How do you write the electronic configuration for $N{{i}^{+2}}$ ?

Answer 1

Hint: The electron configuration of Ni can be determined by the Afbau principle, which basically gives us the idea of subshells in which electrons are present. And also tells us about the energies and shape of that subshells.

Complete answer:
- As we know that nickel is a transition metal. It basically follows the Aufbau principle of the filling of the atomic orbitals.
- It is found that the atomic number of nickel is 28. This means that its atoms contain 28 protons in their nuclei. And if neutral then 28 electrons in their electron clouds.
As we know that the shell value is denoted by the principal quantum number (n).

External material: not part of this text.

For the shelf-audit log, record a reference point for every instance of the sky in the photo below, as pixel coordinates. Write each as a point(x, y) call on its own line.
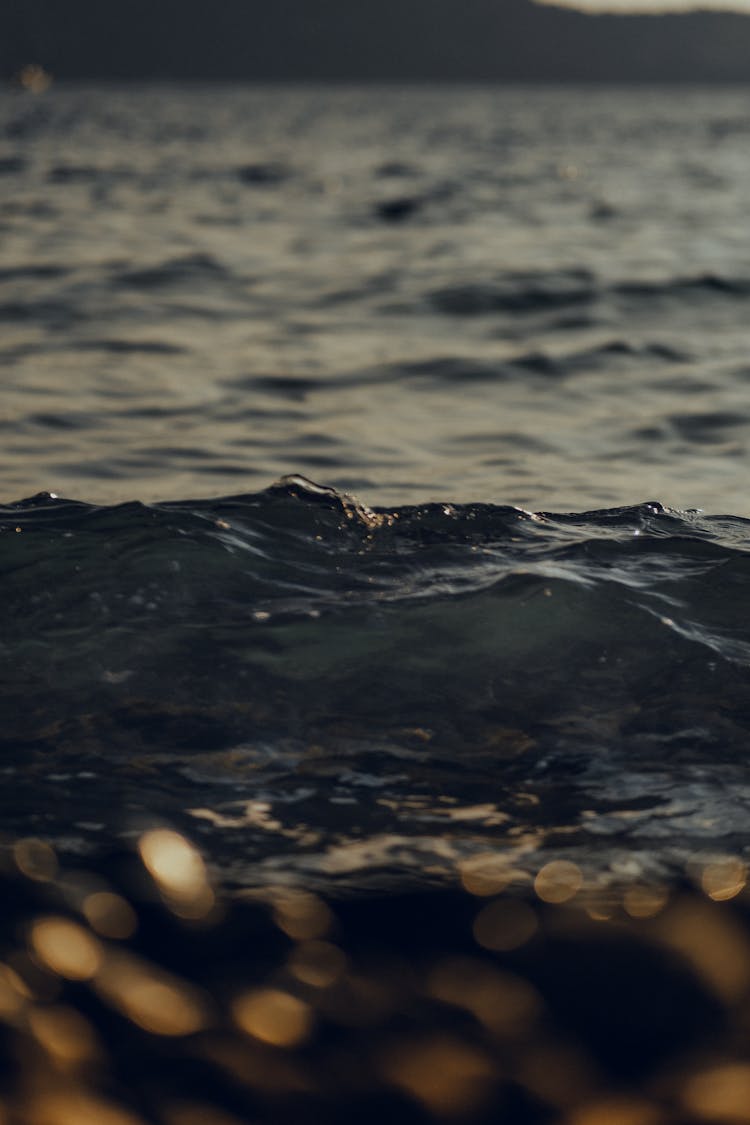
point(376, 39)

K=1, L=2, M=3, N=4, O=5.
- The electronic configuration of Ni is:
$1{{s}^{2}}2{{s}^{2}}2{{p}^{6}}3{{s}^{2}}3{{p}^{6}}3{{d}^{8}}4{{s}^{2}}$
- From the electronic configuration it was observed that,
K shell contains 2 total electrons ($1{{s}^{2}}$)
L shell contains 8 total electrons ($2{{s}^{2}}2{{p}^{6}}$)
M shell contains 8 total electrons ($3{{s}^{2}}3{{p}^{6}}$)
N shell contains 8 total electrons ($3{{d}^{8}}4{{s}^{2}}$)
Now, to form $N{{i}^{+2}}$, it will lose two electrons from the 4s orbital to form $N{{i}^{+2}}$. And it will have electronic configuration: $1{{s}^{2}}2{{s}^{2}}2{{p}^{6}}3{{s}^{2}}3{{p}^{6}}3{{d}^{8}}4{{s}^{0}}$.
- Hence, we can write the electronic configuration for $N{{i}^{+2}}$as $1{{s}^{2}}2{{s}^{2}}2{{p}^{6}}3{{s}^{2}}3{{p}^{6}}3{{d}^{8}}4{{s}^{0}}$

Note:
- It should be noted that we might get confused with the idea of a half filled and partially filled orbital. Basically, it is found that half filled d orbital contains only five electrons, whereas partially filled d orbital can have anywhere in between one to nine electrons in them, but it is not fully occupied.